Racism {Part 1}

Editor's note: In the following days, we will be posting a multiple part series on the subject of racism that Pastor Bryon addressed on Sunday (click here to view his message). Check back Friday and Saturday (6/5,6) at noon for new posts. The conversation will continue in this Sunday's message 6/7 and blog post to follow that message. 

In Philippians 2, Paul exhorts the body of Christ to live in love and unity by following the example of Jesus, who emptied himself of the honor, rights and privilege of his position to humbly take on the form of a servant. In Acts 1-2, we read of how the first disciples were faithful to Jesus’ instruction by doing the hard work of waiting for the Holy Spirit to come and empower them to bear faithful witness of him and the new way of life available in his kingdom. They waited and prayed and were transformed with a power far beyond themselves when the Spirit came and filled them. In his first truly Spirit-led sermon, Peter quoted from the prophet Joel using apocalyptic language, but it wasn’t the end of the world. It was just the end of the world they had always known.

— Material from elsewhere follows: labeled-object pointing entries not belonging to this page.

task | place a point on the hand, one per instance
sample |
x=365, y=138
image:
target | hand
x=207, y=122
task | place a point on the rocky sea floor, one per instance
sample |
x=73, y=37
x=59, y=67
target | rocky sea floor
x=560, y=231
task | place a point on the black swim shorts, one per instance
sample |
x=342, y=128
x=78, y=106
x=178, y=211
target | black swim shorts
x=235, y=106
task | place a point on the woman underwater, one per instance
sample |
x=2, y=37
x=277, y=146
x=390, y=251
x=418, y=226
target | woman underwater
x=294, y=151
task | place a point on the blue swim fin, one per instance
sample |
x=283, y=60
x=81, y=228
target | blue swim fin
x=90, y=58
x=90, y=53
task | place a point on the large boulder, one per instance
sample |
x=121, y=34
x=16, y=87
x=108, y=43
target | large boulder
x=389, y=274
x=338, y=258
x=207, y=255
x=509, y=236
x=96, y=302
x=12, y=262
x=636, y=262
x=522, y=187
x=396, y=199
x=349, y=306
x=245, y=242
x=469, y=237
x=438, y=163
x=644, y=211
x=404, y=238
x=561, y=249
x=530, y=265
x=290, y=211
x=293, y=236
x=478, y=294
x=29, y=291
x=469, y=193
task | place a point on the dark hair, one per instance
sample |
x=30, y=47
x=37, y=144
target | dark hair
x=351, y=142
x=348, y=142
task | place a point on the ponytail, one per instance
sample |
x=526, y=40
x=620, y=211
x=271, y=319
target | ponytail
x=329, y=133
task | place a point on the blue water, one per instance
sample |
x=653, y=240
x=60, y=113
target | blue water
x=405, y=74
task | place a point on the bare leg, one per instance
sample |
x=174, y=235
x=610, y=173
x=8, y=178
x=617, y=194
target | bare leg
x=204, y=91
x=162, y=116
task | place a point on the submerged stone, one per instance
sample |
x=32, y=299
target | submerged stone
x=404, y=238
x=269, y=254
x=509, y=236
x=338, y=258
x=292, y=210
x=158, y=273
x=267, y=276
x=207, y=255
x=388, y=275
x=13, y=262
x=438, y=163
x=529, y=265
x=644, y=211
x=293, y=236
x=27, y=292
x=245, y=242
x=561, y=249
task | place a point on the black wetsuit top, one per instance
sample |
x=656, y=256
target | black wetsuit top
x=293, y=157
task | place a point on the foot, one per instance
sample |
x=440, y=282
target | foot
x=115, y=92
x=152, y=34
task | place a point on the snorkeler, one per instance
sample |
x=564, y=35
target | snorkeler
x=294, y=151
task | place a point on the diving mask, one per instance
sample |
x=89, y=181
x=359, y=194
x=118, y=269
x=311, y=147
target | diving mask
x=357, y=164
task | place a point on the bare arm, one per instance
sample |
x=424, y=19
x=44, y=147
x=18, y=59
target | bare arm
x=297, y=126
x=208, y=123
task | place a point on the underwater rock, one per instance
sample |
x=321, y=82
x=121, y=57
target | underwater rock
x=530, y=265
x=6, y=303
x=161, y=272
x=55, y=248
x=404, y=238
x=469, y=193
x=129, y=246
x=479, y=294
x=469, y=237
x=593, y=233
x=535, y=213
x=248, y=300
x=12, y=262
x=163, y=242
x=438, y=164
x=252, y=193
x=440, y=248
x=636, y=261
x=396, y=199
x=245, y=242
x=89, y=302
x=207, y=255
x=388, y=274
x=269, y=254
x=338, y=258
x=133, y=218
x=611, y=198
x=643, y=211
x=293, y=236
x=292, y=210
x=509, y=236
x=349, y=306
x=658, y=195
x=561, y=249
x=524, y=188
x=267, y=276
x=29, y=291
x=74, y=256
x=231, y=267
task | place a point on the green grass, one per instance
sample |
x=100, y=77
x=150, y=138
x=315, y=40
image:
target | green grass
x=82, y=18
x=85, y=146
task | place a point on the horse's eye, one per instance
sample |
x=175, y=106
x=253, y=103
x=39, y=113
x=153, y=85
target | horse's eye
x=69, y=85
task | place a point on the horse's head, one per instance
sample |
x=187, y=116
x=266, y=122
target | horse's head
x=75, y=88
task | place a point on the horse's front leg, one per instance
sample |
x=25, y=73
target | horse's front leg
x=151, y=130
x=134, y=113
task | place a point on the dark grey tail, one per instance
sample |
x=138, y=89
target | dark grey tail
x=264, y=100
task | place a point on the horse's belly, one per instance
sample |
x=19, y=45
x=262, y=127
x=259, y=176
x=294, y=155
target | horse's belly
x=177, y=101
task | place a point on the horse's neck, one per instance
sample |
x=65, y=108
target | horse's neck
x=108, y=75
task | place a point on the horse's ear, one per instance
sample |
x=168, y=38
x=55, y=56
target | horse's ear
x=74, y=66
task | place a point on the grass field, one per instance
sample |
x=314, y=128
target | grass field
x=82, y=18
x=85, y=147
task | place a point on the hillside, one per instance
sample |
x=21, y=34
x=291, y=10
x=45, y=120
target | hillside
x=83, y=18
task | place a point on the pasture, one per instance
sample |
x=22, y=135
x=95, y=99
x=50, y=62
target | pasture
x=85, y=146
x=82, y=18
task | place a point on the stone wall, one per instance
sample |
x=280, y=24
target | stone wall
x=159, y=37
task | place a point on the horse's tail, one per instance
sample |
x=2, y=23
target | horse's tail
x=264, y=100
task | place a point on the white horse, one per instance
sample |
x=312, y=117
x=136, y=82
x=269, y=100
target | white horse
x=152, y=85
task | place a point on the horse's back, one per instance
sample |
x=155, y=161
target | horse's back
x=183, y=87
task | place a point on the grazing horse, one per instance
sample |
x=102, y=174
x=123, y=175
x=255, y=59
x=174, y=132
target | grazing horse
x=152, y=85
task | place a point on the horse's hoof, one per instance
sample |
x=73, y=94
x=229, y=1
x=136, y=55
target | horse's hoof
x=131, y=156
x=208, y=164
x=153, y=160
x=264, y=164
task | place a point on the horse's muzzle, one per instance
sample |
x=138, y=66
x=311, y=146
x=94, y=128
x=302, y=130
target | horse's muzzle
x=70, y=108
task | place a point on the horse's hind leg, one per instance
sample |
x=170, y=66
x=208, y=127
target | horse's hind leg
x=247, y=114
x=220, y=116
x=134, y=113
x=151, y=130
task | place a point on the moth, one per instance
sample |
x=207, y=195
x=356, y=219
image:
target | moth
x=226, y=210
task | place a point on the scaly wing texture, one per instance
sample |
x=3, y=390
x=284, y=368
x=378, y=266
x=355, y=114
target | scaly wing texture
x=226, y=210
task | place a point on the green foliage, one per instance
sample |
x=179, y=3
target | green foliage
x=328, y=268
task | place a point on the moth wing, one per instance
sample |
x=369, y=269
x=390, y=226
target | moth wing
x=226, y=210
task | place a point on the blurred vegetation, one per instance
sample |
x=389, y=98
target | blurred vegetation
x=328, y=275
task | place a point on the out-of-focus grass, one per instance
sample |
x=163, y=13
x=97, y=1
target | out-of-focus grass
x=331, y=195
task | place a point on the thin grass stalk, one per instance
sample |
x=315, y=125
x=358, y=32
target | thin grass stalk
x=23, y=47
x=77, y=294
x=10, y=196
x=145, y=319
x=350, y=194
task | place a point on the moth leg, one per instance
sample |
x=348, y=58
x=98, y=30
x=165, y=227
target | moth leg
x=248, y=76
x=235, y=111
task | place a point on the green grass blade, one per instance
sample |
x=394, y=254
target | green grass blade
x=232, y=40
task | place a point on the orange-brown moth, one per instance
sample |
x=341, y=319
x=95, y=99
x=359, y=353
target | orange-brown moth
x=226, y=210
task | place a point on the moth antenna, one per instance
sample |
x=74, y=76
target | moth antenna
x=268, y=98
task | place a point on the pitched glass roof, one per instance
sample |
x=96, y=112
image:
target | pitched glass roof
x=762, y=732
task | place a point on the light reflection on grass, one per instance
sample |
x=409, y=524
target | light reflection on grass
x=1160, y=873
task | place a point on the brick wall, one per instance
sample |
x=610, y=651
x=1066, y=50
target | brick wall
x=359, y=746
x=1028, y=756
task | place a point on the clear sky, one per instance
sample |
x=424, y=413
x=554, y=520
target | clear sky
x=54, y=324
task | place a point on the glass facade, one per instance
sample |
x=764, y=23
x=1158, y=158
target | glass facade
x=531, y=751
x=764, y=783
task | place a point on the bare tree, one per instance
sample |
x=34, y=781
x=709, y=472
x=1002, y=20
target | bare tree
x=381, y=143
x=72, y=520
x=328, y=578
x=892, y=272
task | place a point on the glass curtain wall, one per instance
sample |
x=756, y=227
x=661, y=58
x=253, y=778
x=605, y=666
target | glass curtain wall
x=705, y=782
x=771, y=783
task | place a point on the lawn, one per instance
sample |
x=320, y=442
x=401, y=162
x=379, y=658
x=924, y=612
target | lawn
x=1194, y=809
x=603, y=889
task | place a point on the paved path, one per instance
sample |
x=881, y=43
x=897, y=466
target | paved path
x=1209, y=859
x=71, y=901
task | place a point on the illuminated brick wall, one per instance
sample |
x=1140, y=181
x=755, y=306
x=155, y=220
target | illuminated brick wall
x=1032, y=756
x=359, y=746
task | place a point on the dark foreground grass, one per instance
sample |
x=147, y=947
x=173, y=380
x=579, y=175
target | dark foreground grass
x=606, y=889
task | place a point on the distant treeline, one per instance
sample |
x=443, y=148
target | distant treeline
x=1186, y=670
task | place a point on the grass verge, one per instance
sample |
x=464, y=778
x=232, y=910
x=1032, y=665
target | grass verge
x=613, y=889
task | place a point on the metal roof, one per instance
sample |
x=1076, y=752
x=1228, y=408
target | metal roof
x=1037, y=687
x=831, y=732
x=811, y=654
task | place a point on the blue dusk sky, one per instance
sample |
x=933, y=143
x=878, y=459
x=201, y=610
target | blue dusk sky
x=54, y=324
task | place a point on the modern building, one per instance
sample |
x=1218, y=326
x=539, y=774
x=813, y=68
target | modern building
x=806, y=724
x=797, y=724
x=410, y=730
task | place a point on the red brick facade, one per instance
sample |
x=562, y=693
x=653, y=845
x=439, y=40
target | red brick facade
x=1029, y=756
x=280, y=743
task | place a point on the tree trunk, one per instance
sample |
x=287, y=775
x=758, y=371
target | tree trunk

Pastor Bryon's message on Sunday went far in informing our response to this dire cultural moment. Our country has cautiously emerged from the suffering and restrictions of a global pandemic only to be rocked by multiple instances of police brutality and racist acts leading to the deaths of Ahmaud Arbery in Brunswick, GA, Breonna Taylor in Louisville, KY and George Floyd in Minneapolis, MN. Protests sparked by George Floyd’s death have continued for days nationwide, at times spiraling into destructive riots. It leaves us shaking our heads in disgust of systemic racism and questioning what any of us can do about it.

So what are we to do? In a powerful little booklet entitled Deepening the Soul for Justice, Bethany H. Hoang makes these insightful comments:

"More often than not we are so eager to jump straight into whatever we perceive to be the ‘action’ that we distract ourselves from the very practices that must form, inform and even transform our action – the very practices that must form us if our action is to be wise, effective and sustained throughout the inevitable obstacles and distractions to come. For many followers of Christ, being obedient to God’s commands to do justice is certainly a daily, on-the-ground, person-by-person work of rescuing and protecting victims and restraining the hand of oppressors. However, for every follower of Christ, being obedient to God’s commands to do justice is just as much a daily, on-the-ground, person-by-person work of prayer . . . When we seek justice without first, and throughout, seeking the God of justice, we risk passion without roots. And passion without roots cannot be sustained. Burnout is inevitable. Beyond this risk of burnout, when a justice movement loses its roots of formation in Christ and yet continues wildfire growth for a season, justice itself can be turned into a commodity by the very people passionate to pursue it. The commodification of justice is a sign that we have begun to pursue justice more as a means toward our own self-actualization rather than a means toward the true end of freedom and transformation for those who desperately need rescue from violent abuse."

I should add here though that waiting on God in patient prayer, as the apostles did at Pentecost, should not be used as a cover or excuse for passive acceptance of current conditions and a vague hope that somehow they will change with time. As Martin Luther King noted in his Letter from Birmingham Jail, “I am coming to feel that people of ill will have used time much more effectively that the people of good will. We will have to repent in this generation not merely for the vitriolic words and actions of bad people, but for the appalling silence of good people. We must come to see that human progress never rolls in on wheels of inevitability. It comes through the tireless efforts and persistent work of men willing to be co-workers with God, and without this hard work time itself becomes an ally of the forces of social stagnation. We must use time creatively, and forever realize that the time is always ripe to do right.”

I will close this post with an excerpt from The Book of Common Prayer: 

“Grant, O God, that your holy and life-giving Spirit may so move every human heart, and especially the hearts of the people of this land, that barriers which divide us may crumble, suspicions disappear, and hatreds cease; that our divisions being healed, we may live in justice and peace; through Jesus Christ our Lord. Amen."

by Steve Lamp
Steve and his wife Melissa began attending Kingsway in 2014. Not normally prone to public displays of emotion, he wept during the first worship service and knew he had found home. As an avid reader, Steve believes the ideas we allow into our minds are critical to our spiritual formation. He enjoys exploring nature, playing and spending time with his two young sons and over-quoting his favorite authors, C.S. Lewis and Dallas Willard.